I dati usciti in queste ultime settimane mi hanno incuriosito non poco, soprattutto se incrociati con i trend di borsa. Infatti il Settore Auto in generale (e non quindi solo Fiat, legata tra le altre cose, alle storie dello spin off), ha espresso con un rally veramente notevole. Tutto questo malgrado che…

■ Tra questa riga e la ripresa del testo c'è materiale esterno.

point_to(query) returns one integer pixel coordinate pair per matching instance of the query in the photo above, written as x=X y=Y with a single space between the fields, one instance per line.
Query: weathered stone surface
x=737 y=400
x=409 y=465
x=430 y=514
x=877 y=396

Il 47,5% degli italiani chiede una nuova fase di incentivi economici, un dato che era abbastanza prevedibile e che risulta da un Rapporto Aci-Censis Automobile 2010 che è stato presentato oggi a Roma dall’Automobile Club d’Italia, dal presidente dell’Aci, Enrico Gelpi, e dal presidente della Fondazione Censis, Giuseppe De Rita. Attualmente meno del 4% degli italiani si dice disposto a comprare una vettura nel 2011 e si tratta di un dato abbastanza allarmante.
Il mercato dell’auto è già in difficoltà e se quest’anno si chiuderà con 1.960.000 unità immatricolate, nel 2011 si dovrebbero immatricolare ancora meno auto: 1.850.000 in base alle ultime previsioni che non sono di certo confortevoli. Le famiglie sono costrette in questo momento a ridurre la spesa per la gestione della vettura. Come è emerso dal Rapporto Aci-Censis, per gli non si rinuncia all’auto per gli spostamenti più brevi, mentre per le lunghe percorrenze si predilige il mezzo pubblico. A causa ovviamente del costo della benzina, considerato a ragione troppo alto e quindi anche se gli italiani sono da sempre molto legati agli spostamnenti in auto, si trovano costretti dal momento economico sfavorevole a guidare e spostarsi di meno con la macchina.
Bisognerebbe rivitalizzare il mercato dell’auto con un nuovo e importante impulso al processo di ottimizzazione del parco circolante, per questo motivo il 47,5% delle famiglie chiede una nuova fase di incentivi per la sostituzione del proprio veicolo, a dispetto delle decisioni scaturite fino ad oggi dai maggiori responsabili pubblici e privati del settore automobilistico. Dati abbastanza preoccupanti che non fanno ben sperare per il prossimo anno, a meno che, ma al momento (
Source)

Mercato in crisi di immatricolazioni ma titoli del settore che volano in borsa… Ma che stranezze. Ormai non ci si sorprende più di nulla.
E allora, come dico sempre, ok seguire le tendenze ma massima prudenza. E allora…guardiamo il grafico di settore, lo Stoxx 600 Auto.

Stoxx 600 Auto



Grafico chiarissimo: area 360 che non viene rotta al rialzo, e rottura la media mobile a 21 giorni che viene rotta al ribasso. RSI in divergenza e MACD in inversione. Stasera sarà interessante vedere i volumi in close. Serve altro?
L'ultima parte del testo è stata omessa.